Para ela é lógico. Para nós, inacreditável. Conhece o caminho - cada centímetro. Sabe onde fica cada pedra, adivinha onde vão parar as que tentamos tirar do trilho, achando que assim mudamos o rumo (da nossa vida???).
Mas"não", diz ela. Certa. Convicta. Absoluta: "Não".
Tiras a pedra, dás-lhe um pontapé, podes até arremessá-la para longe. Se aquela pedra fizer parte do teu caminho, depressa serás tu, sem querer, sem perceber, decidindo sem decidir, a mudar isto aqui, aquilo acolá... apenas para que tudo te leve, novamente, a tropeçar nela. "Assim é", diz.

 E assim será.

domingo, outubro 09, 2016

Não sabes

Não me sabes ler.
Dizes que sabes. Mas não.

Não me sabes ler.
Não percebes as minhas manias, os meus jeitos e trejeitos.

Não me sabes ler.
Não entendes a sobrancelha levantada que pode ser suspeita mas também ironia.

Não me sabes ler.
Não compreendes o sarcasmo que é vírgula,  reticências e ponto final em tantos dos meus comentários.

Não me sabes ler.
Não percebes porque me rio por tudo e por nada, Porque choro porque sim e porque não.

Não me sabes ler.
Percebes o que digo mas não entendes o que faço.

Não me sabes ler. 
Olhas para mim mas não me vês.

Não me sabes ler.
Não aprecias meias-palavras. Não entendes os espaços deixados em branco à mercê da imaginação.

Não me sabes ler.
Aceitas apenas o preto e o branco. Mas tanto do que acontece se passa no cinzento.

Não me sabes ler.
Podias. Mas não sabes.

sábado, abril 16, 2016

Amor verdadeiro

Não acompanhei devidamente aquela gravidez.
Não soube quando eram exames e ecografias. Não perguntei uma única vez se estava tudo bem. Não fiz uma festa na barriga. Não torci para ser menino ou menina. Não comprei uma única peça de roupa ou lembrança. Não tive vontade de o fazer nem vontade de fingir.
Passaram nove meses e o bebé nasceu. Não fui vê-lo à maternidade. Não liguei no próprio dia a dar os parabéns. Mas uns dias depois fui vê-lo a casa...

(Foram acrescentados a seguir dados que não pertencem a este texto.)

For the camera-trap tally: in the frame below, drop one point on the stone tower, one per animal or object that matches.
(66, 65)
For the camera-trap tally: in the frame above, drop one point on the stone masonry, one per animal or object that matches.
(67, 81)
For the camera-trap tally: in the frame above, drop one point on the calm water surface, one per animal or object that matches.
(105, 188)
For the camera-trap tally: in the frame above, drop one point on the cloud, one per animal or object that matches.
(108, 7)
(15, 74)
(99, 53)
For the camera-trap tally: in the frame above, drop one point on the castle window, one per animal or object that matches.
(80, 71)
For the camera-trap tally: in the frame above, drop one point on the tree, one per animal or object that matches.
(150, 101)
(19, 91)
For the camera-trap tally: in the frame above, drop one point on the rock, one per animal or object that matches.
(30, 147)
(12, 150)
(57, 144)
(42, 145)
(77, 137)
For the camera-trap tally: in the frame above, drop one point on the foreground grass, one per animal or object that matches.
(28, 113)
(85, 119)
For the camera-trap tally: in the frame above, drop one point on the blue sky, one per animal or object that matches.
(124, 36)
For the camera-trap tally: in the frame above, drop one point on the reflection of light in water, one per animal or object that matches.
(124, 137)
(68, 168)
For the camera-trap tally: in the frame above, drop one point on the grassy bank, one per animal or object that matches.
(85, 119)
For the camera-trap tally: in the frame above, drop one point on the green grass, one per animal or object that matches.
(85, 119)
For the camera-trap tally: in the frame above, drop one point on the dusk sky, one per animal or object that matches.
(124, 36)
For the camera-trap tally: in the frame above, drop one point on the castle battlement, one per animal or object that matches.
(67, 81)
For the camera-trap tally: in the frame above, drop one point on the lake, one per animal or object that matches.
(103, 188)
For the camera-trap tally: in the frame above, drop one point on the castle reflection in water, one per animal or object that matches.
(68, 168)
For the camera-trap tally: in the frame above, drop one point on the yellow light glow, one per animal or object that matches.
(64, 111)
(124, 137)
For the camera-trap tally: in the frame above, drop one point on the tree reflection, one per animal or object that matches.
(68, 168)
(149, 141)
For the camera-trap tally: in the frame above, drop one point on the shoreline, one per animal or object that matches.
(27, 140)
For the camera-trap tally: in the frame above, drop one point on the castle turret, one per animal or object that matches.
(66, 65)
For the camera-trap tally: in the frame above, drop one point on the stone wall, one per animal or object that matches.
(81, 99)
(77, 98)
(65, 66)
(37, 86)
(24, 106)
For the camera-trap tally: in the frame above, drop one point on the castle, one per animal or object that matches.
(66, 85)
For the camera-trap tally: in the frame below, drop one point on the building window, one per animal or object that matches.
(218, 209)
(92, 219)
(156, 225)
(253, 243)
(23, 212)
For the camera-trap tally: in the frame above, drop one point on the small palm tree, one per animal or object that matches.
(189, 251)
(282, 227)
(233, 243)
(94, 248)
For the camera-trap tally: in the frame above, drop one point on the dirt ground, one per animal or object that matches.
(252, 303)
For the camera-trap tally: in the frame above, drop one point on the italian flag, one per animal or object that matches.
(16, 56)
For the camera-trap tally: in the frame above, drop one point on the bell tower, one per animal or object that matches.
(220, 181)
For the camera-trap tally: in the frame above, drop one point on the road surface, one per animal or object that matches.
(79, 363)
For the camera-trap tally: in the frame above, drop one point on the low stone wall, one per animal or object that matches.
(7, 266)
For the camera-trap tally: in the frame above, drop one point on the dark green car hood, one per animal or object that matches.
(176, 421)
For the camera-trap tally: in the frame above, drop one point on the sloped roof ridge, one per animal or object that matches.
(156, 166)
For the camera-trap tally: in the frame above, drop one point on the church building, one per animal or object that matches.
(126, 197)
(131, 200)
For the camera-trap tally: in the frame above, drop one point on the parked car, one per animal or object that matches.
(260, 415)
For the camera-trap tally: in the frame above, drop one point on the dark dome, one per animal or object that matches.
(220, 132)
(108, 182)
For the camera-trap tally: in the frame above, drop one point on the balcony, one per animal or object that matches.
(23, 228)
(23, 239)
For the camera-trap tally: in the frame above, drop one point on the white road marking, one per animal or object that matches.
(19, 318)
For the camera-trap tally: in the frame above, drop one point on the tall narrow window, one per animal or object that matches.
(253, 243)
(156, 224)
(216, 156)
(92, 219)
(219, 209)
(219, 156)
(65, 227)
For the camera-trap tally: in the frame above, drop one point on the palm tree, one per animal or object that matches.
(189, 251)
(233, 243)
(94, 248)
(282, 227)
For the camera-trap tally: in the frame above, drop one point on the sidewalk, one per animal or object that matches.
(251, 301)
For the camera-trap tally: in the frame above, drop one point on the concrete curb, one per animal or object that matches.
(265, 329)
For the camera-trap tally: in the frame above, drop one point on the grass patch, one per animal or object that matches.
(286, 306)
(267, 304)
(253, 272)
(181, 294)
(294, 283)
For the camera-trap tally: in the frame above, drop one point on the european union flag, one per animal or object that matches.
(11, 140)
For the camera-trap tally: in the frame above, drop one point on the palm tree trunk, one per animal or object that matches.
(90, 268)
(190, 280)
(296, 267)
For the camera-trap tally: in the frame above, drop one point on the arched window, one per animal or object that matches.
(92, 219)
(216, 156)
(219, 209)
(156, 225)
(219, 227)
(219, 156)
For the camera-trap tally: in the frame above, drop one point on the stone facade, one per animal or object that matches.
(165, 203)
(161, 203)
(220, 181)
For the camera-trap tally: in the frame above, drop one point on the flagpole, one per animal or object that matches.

Não sei explicar o que nesse momento aconteceu. Já tinha ouvido falar de amor à primeira vista mas não podia sonhar com a força e intensidade de um sentimento como este. Estava a dormir ao colo da mãe (fazia-me lembrar o meu irmão em bebé). Aproximei-me sem pensar, sem os receios e as reticências que ditaram o meu afastamento durante a gravidez. Do outro lado uma mãe generosa estendeu os braços dizendo: "Toma, pega no teu sobrinho." E peguei.

Como é possível amar-se de imediato um ser que nunca vimos? Como?
Não sei como, mas é possível.

O meu sobrinho é a luz dos meus olhos e o amor da minha vida. De certo veio ao mundo para ser feliz e fazer-nos felizes. Mas talvez tenha vindo também para me ensinar algo. Lição aprendida, Leo.